Oct. 21 (Bloomberg) -- Microsoft Corp., the largest software maker, reported first-quarter sales that topped analysts’ predictions as companies invested in Office and server programs, outweighing poor consumer demand for computers.
Sales rose 7.3 percent to $17.4 billion, compared with the $17.2 billion average analyst estimate compiled by Bloomberg. Net income in the period that ended in September rose 6.1 percent to $5.74 billion, or 68 cents a share, from $5.41 billion, or 62 cents, a year earlier, Microsoft said yesterday in a statement. Profit met the average 68-cent projection.
Corporate customers are buying Office productivity software as well as the Windows operating system and databases for their networks. Microsoft is also benefiting from the revenue that comes from multiyear contracts sold to businesses. That’s helped compensate for waning consumer personal-computer purchases.
“People are still buying billions of dollars worth of Microsoft products every month,” said Colin Gillis, an analyst with BGC Partners in New York. “This is not going away.”
Microsoft, little changed in extended trading, fell 9 cents to close at $27.04 in U.S. trading yesterday. The shares had declined 3.1 percent this year before today.
Redmond, Washington-based Microsoft said operating expenses in the year that started July 1 will rise to $28.6 billion to $29.2 billion, above the $28 billion to $28.6 billion it forecast in April and reiterated in July.
Unearned revenue, a measure of future sales, was $15.7 billion in the first quarter, above the $15.5 billion average analyst estimate compiled by Bloomberg.
‘Bit of Relief’
Microsoft is bearing up well, even amid sluggish economic growth and lackluster demand for personal computers, said Tony Ursillo, an analyst in Boston at Loomis Sayles & Co., which owns Microsoft shares.
“The results might be viewed as a bit of a relief, given the ongoing concerns about the PC market and the macroeconomic environment,” Ursillo said.
Corporations are buying machines pre-loaded with Windows 7 and upgrading to Office 2010, which was released more than a year ago. Server software like the Windows version for corporate networks and the SQL database are also propelling revenue growth.
Business division sales, mostly consisting of Office software, rose 7.7 percent to $5.62 billion, compared with the $5.5 billion analysts had expected. Server unit sales rose 10 percent to $4.25 billion. Analysts had projected $4.3 billion.
Spending by businesses may slow down if the economy doesn’t improve, said Josh Olson, a technology analyst at Edward Jones & Co.
“Enterprise budgets are going to be squeezed to some extent going forward,” Olson said. “The picture isn’t as rosy as we had thought six months back.”
PC weakness held back growth at Microsoft’s Windows division, where sales rose 1.7 percent to $4.87 billion, shy of the $4.9 billion average analyst estimate compiled by Bloomberg.

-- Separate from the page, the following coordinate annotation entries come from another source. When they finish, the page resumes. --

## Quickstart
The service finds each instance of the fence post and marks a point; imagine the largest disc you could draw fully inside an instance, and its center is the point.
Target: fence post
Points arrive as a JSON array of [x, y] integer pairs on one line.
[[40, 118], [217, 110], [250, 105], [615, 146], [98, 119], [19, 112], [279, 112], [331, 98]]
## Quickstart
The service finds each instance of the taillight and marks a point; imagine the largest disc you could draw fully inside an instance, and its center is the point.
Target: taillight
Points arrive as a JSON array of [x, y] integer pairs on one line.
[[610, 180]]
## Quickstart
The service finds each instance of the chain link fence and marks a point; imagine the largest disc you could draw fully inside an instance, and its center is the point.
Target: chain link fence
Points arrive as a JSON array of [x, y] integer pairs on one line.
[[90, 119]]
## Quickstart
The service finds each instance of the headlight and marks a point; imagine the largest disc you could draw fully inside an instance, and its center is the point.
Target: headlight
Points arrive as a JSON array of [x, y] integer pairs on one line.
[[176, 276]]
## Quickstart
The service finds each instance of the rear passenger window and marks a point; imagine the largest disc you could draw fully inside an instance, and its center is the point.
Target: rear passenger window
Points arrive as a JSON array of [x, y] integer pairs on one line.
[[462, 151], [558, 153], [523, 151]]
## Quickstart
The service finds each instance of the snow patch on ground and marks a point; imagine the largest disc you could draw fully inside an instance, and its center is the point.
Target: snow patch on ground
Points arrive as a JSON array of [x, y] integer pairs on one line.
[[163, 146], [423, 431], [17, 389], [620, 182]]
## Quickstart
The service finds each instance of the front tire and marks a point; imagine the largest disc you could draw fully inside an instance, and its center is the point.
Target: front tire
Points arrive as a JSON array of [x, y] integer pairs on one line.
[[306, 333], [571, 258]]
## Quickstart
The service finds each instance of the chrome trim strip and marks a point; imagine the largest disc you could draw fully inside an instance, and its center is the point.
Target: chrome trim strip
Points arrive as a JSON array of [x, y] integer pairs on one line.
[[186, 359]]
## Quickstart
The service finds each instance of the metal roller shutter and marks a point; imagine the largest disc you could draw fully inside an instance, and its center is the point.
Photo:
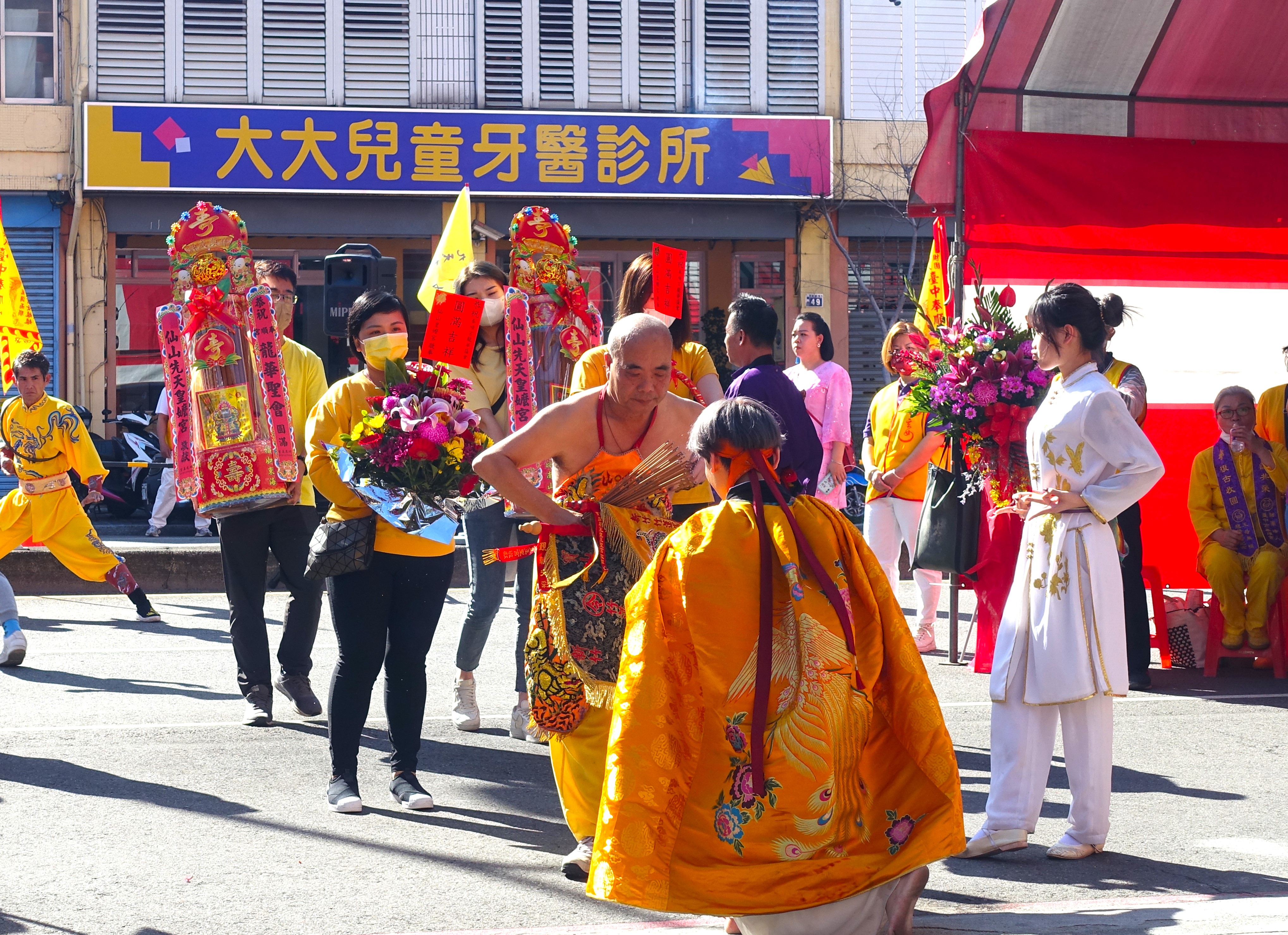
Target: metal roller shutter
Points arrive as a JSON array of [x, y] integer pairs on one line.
[[35, 253]]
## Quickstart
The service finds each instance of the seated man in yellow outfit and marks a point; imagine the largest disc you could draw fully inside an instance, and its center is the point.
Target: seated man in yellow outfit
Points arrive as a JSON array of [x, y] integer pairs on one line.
[[777, 754], [594, 438], [1237, 505], [44, 438]]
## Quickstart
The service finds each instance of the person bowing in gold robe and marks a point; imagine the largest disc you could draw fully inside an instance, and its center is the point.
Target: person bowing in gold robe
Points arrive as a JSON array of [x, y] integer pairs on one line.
[[777, 754]]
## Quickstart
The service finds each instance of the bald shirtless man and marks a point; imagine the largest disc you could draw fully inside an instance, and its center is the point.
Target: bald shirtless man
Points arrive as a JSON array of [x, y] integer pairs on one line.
[[594, 440]]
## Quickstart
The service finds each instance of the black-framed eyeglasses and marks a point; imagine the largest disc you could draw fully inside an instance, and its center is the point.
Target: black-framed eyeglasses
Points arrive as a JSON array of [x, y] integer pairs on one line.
[[1242, 412]]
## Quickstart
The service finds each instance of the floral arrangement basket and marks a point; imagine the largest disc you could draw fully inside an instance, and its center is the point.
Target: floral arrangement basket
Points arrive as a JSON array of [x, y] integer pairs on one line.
[[983, 383], [411, 456]]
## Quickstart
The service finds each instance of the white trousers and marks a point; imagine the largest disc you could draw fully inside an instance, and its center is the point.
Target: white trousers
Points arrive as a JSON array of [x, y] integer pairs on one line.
[[1023, 741], [889, 523], [165, 501]]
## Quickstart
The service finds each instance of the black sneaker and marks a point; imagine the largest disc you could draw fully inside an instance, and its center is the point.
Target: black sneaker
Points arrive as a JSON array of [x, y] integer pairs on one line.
[[301, 692], [342, 795], [407, 791], [259, 706]]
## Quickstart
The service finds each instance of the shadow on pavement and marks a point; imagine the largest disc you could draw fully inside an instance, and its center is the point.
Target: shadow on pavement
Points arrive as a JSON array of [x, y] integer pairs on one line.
[[1108, 872], [91, 683], [82, 781]]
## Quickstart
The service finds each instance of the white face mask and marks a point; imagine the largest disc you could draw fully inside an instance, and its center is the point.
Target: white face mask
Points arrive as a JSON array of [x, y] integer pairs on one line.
[[494, 311]]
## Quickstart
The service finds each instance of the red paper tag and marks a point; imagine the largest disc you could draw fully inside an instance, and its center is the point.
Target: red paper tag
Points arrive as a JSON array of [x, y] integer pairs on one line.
[[454, 326], [669, 280]]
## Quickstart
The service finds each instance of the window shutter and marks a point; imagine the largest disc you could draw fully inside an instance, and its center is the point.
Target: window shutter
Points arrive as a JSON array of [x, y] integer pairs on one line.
[[876, 61], [294, 52], [214, 51], [605, 47], [448, 53], [728, 56], [793, 61], [556, 61], [376, 53], [131, 56], [942, 35], [657, 55], [503, 55]]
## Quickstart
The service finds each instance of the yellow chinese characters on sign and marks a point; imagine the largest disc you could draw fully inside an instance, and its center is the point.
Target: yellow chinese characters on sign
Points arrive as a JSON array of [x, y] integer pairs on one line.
[[437, 154], [621, 155], [225, 415], [561, 152]]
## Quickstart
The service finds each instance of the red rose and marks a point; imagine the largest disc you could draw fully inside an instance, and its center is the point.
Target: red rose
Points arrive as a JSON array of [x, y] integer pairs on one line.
[[423, 450]]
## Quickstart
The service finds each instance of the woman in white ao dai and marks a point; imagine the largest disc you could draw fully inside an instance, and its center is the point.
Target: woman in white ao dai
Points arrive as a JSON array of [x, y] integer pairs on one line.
[[1062, 651]]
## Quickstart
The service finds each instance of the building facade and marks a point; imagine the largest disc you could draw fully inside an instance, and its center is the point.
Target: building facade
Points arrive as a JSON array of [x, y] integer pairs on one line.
[[733, 105]]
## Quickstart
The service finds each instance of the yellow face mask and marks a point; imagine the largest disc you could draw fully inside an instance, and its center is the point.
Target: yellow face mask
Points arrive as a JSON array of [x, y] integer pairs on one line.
[[382, 348]]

Total PC shipments rose less than forecast in the third quarter, dragged down by disappointing back-to-school sales, economic frailty and a shift to tablets and smartphones, according to Gartner Inc. Shipments climbed 3.2 percent, below the 5.1 percent growth it previously projected.
A total of 91.8 million PCs were shipped in the period. Apple Inc. sold 11.1 million iPad tablets at the same time, setting a record for the product.
The PC market will grow 4.2 percent to 361.6 million units this year as consumers buy fewer machines, according to market researcher IDC. In the same period, the smartphone market will jump 55 percent to 472 million units, making it bigger than PCs by that measure for the first time, IDC said.
Demand for tablets is taking a bigger toll on low-memory netbook computers than on standard PCs that run Windows, said Bill Koefoed, general manager of investor relations at Microsoft.
“When people need to do work, to create content, they are using a PC,” he said.
Even so, Microsoft is rushing to complete a new version of Windows capable of running smaller, thinner tablet computers with battery life to rival that of the iPad. The company showed the new software at a conference in September and got some encouraging reviews. It won’t be ready until next year, people familiar with the matter said in March.
Jane Snorek, a senior research analyst at Nuveen Asset Management, which owns Microsoft shares, said that may help the company gain a foothold in the tablet market.
“I don’t think the stock does anything until that gets resolved,” Snorek said.